An insistent ringing turned out to be the phone again. My eyes somehow came open and I realized sunlight was streaming in. Our respective plane reservations weren’t till the early afternoon, so we hadn’t overslept, at least not dangerously. There was no reason to get up, or hadn’t been till the phone started in.

She stirred, and I whispered, “Probably Captain Peoples again. Just go back to sleep.”

She did, and I got the phone. I had a brief conversation, hung up, and came back and shook her gently awake. Her eyes were wide in a face that was pretty despite the smeared makeup and weak chin.

“That was Barney,” I said.

“Who?”

“We got the Ruby interview.”

Chapter 14

The Criminal Courts Building, overlooking Dealey Plaza, stood nine granite-trimmed brick-and-steel stories. The 1913-erected structure housed two Dallas county criminal courts, the offices of the sheriff and DA, and the county jail, which was a building within a building. Jailbreaks were impossible, it was said, until one occurred recently and embarrassed Dallas yet again.

Saturday morning, at ten o’clock, with Flo in the passenger seat, I pulled the rental Galaxie into the shallow basement of the Courts Building, eerily similar to the city jail basement where Ruby had shot Oswald. We got out and headed toward the elevator. We looked spiffy — I was in a gray Botany 500 ( not tailored for a shoulder-holstered weapon, which was tucked in the car trunk) and Flo in a pink suit with leopard top and white heels and her usual white gloves. I felt we projected the class with which Ruby was so obsessed.

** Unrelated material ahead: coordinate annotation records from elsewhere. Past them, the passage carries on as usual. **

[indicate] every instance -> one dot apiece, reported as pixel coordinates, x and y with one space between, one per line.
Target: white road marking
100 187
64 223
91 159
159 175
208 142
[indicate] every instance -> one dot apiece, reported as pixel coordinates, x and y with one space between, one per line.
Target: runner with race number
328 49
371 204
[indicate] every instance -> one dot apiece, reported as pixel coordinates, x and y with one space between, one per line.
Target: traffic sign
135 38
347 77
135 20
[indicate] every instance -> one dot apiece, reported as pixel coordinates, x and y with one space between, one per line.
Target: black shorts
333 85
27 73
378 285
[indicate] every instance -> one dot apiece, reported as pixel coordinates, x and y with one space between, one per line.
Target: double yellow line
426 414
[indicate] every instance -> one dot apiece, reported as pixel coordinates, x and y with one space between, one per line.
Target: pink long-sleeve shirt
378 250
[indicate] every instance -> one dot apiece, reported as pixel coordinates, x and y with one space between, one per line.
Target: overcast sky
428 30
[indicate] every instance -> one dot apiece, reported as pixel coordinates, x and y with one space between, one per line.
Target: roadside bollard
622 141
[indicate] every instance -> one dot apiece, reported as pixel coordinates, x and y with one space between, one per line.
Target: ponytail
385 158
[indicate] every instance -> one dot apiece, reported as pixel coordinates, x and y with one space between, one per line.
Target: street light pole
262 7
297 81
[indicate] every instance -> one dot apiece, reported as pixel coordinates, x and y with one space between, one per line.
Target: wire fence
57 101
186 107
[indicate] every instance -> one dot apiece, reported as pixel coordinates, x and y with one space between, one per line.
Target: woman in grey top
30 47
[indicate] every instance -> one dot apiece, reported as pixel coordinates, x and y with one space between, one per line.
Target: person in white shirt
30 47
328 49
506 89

Joe Tonahill was waiting at the elevator, the only attorney from the murder trial who remained on the current Ruby team. The Stetson-wearing Tonahill (I was bareheaded today) was an aptly named mountain of a man, six four and three hundred pounds easy, with a narrow skull, out-of-control John L. Lewis eyebrows, and a shelf of a second chin that seemed to engulf the almost boyish face.

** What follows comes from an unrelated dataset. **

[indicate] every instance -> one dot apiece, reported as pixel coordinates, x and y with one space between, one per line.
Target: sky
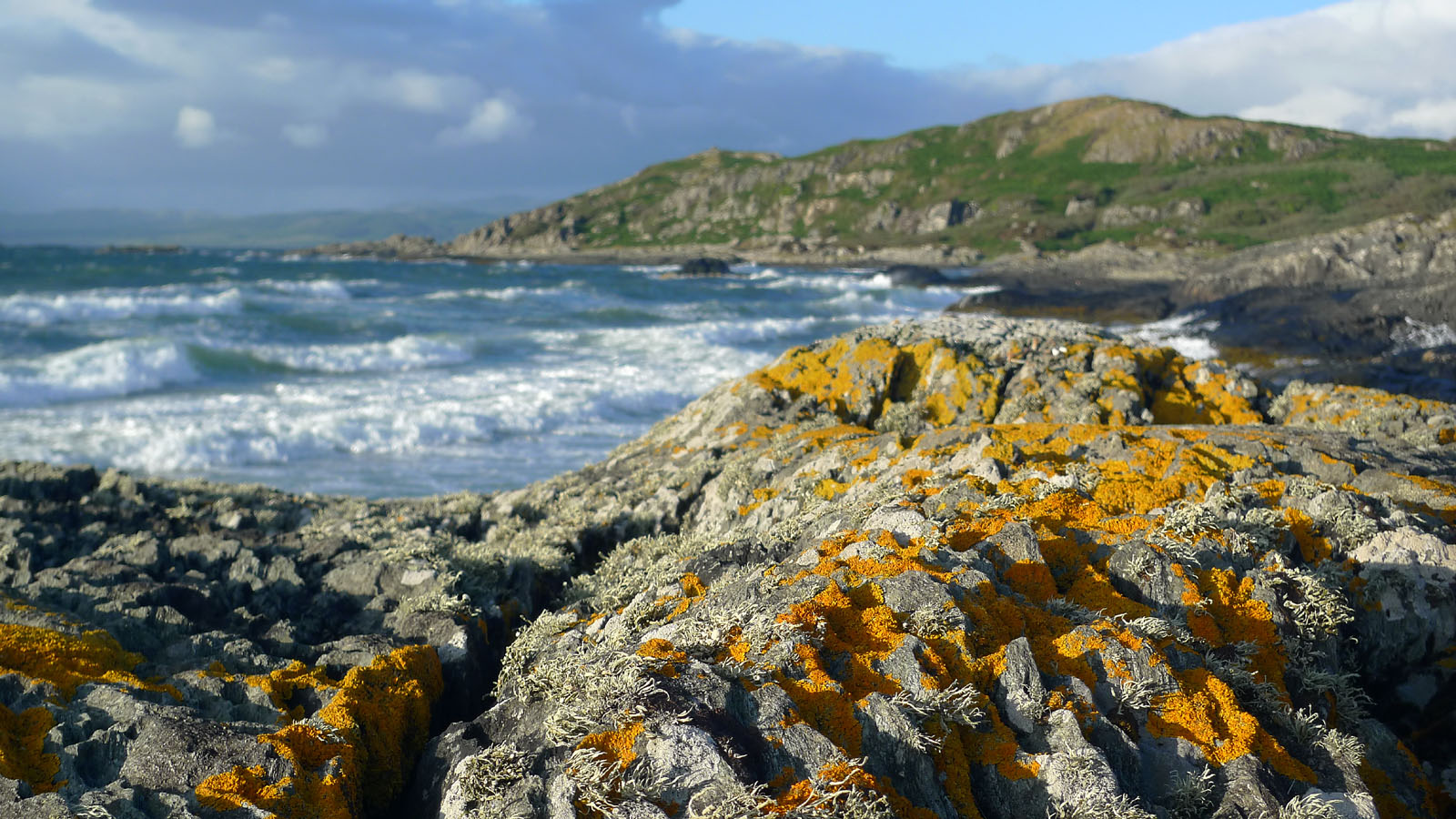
252 106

Tonahill smiled and nodded to Flo, saying, “Always a pleasure, Miss Kilgore. You’re the only reporter Jack will talk to.”

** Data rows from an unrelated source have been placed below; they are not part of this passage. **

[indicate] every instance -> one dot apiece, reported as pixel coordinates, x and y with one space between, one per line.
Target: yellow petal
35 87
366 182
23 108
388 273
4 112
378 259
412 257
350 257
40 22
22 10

“Well, I’m honored,” she said with a funny smile that added, I guess.

The small head on the huge body swiveled my way. “You’d be Nathan Heller,” he said affably, and we shook hands. “I read about you in the Enquirer.

“That puts the ‘any PR is good PR’ notion to the test,” I said, as we exchanged smiles. “What’s the drill?”

He gestured toward the elevator. “Jack, as you might expect, is kept separate from the general population. He doesn’t even have a cell of his own.”

“That doesn’t sound like he’s being kept separate.”

“Sorry. I didn’t phrase that as felicitously as I might. He’s camped out in a corridor on the mezzanine level between the sixth and seventh floors. By the chief jailor’s office. There is a little holding cell he can sleep in.”

Tonahill reached suddenly inside his tan suit coat and for a moment I flashed on Lee Harvey getting surprised. But all he withdrew was a folded sheet of paper.

“I’m accompanying you up, but Jack has made it clear I’m not welcome to sit in on the interview. How would you feel about signing a document that has you working for me as an investigator, Mr. Heller? Providing you with the rights of confidentiality that Miss Kilgore enjoys as a member of the Fourth Estate?”